Observe el rostro. Mire las líneas de tensión surgidas en la frente, los ojos muy abiertos como si quisieran atrapar la luz para entender más allá de la nebulosa mental en las antípodas de la sensatez. La piel podría cambiar de color: a veces azulada por la falta de aire, o intensamente roja por la congestión sanguínea que sigue al tumulto de pensamientos, o blanca como quien recibe una mala noticia. Las cejas se arquearán hacia arriba o se fruncirán bajo el cobijo de una percepción en la que todo es amenazante. El brillo de los ojos suele intensificarse en busca de la esperanza que ni el mismo individuo tiene. La boca se seca por la distancia recorrida por el tiempo de dolor sin sosiego. Las palabras pueden afluir a borbones, de forma explosiva, cual si de una hemorragia se tratara. Las manos pueden moverse a mayor velocidad y las muñecas se sacuden en una danza arrítmica y frenética, ritual de búsqueda de paz.

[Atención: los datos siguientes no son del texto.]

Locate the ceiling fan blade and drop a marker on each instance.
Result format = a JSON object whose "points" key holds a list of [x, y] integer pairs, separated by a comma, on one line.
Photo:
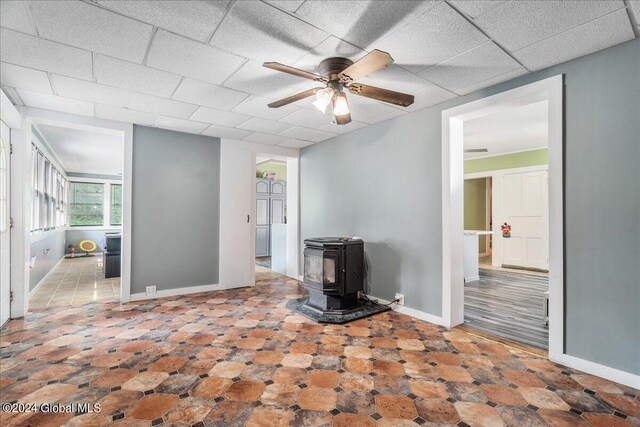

Cuando ella entró a mi consultorio exhibió muchos de los signos anteriores y además mencionó cómo había ido donde varios colegas que afirmaban que no encontraban ningún problema de salud. Insistía en su malestar y aseguraba tener algo que no entendía. Decía que estabámos errados, pues no veíamos la raíz del mal. De su posición quejumbrosa pasó a una franca postura ofensiva exigiendo que resolviera su problema de forma inmediata.

Ya he pasado por esto. Incluso he cruzado la línea de fuego refugiándome en la inocente seguridad física que me brinda mi escritorio, la límpida imagen de mi bata blanca y larga que me cubre como un pretencioso y distinguido gabán de detective secreto y las necias y mesiánicas pretensiones de resolverlo todo con mi cada vez más pequeño conocimiento de las personas y de las cosas. Pero en esta ocasión y desde la última época, renunciando a la ilusiones de la escenografía, el vestuario y el libreto del teatro que a veces es la medicina, lancé la pregunta no aprendida pero razonada tomando como referencia la semiología de su rostro: - ¿está usted angustiada?

Rompió en llanto. Y a partir de ese momento su tensión se aflojó e inició el camino hacia la conciencia de su verdadero problema: su sufrimiento no identificado y no asumido; el dolor en ocasiones invisible a los ojos y mutado en amplia gama de expresiones que no se parecen en nada a lo aprendido en la escuela de medicina.